As consequências são claras, segundo Rebeschini: ;Sempre quem perde é o consumidor. Mas o setor perde porque isso afugenta o investidor;. Para combater isso, a monofasia está prevista na Constituição. ;Existe uma previsão legal para que isso seja resolvido de uma forma melhor do que aprovar uma Proposta de Emenda Constitucional (PEC);, sugere. Uma alternativa que o setor encontrou, confiável, conforme, seria por meio de convênio, repassando dos estados que ganham para aqueles que perdem, com a estipulação de uma alíquota monofásica. ;Podemos discutir outras sugestões, mas essa é uma ideia;, diz.

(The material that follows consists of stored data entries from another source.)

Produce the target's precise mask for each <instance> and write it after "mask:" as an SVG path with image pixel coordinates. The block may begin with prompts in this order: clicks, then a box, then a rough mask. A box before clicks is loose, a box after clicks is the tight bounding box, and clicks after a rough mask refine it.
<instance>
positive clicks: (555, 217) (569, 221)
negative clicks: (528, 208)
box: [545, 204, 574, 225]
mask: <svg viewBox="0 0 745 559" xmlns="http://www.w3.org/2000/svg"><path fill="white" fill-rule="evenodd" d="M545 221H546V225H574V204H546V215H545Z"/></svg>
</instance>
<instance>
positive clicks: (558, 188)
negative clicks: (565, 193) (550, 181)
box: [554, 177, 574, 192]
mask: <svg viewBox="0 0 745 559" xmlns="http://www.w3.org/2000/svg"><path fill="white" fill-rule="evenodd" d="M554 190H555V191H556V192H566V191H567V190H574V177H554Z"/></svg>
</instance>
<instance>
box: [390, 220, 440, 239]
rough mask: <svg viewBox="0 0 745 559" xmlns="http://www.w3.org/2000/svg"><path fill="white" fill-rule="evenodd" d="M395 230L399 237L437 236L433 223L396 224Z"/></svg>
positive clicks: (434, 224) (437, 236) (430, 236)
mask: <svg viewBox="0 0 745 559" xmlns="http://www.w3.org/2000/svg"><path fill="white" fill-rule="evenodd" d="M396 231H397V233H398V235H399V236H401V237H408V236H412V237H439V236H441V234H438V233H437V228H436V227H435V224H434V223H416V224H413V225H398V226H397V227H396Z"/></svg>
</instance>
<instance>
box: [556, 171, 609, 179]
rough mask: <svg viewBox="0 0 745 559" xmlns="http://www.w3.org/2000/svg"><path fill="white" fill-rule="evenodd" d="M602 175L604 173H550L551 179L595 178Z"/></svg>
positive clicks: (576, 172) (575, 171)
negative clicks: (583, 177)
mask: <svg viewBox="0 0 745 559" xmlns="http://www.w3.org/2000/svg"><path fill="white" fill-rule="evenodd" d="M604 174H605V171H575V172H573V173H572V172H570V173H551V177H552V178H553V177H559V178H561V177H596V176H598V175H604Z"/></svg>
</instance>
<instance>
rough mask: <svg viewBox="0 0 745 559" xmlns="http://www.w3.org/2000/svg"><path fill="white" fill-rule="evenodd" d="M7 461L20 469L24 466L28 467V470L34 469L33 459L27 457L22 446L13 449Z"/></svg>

O engenheiro explica que a monofasia pressupõe o fim do diferimento de alíquotas nos estados. ;A paridade melhora a situação em 24 unidades da federação e está em linha com a ideia do governo de fomentar os biocombustíveis. Além disso, a monofasia elimina os riscos com o fim da substituição tributária;, explica. Para o especialista, a monofasia promove a concorrência saudável e reduz a sonegação. ;E é um passo para a reforma tributária;, resume.


Etanol competitivo

A unificação das várias alíquotas de Imposto sobre Circulação de Mercadorias e Serviços (ICMS) praticadas pelos estados e o Distrito Federal em um índice para todo o território nacional, a chamada monofasia, simplificaria e corrigiria distorções tributárias. Conforme Helvio Rebeschini, diretor de Planejamento Estratégico e Mercado da Associação Nacional das Distribuidoras de Combustíveis, Lubrificantes, Logística e Conveniência (Plural), uma das vantagens seria a melhora significativa na paridade do etanol com a gasolina. Atualmente, essa paridade está acima de 70% em 22 unidades da federação (UFs). Com a monofasia do ICMS, melhoraria em 24. ;Além de ampliar a competitividade do etanol, melhora a compensação dos créditos de ICMS dos insumos, com impacto no aumento do capital de giro em torno de R$ 500 milhões por mês;, explica. A monofasia ainda pode eliminar riscos dos questionamentos judiciais, reduzir os custos com burocracia das empresas e diminuir a sonegação oriunda de simulações de vendas interestaduais. ;Com a aplicação de alíquota única, veremos a redução da inadimplência;, ressalta.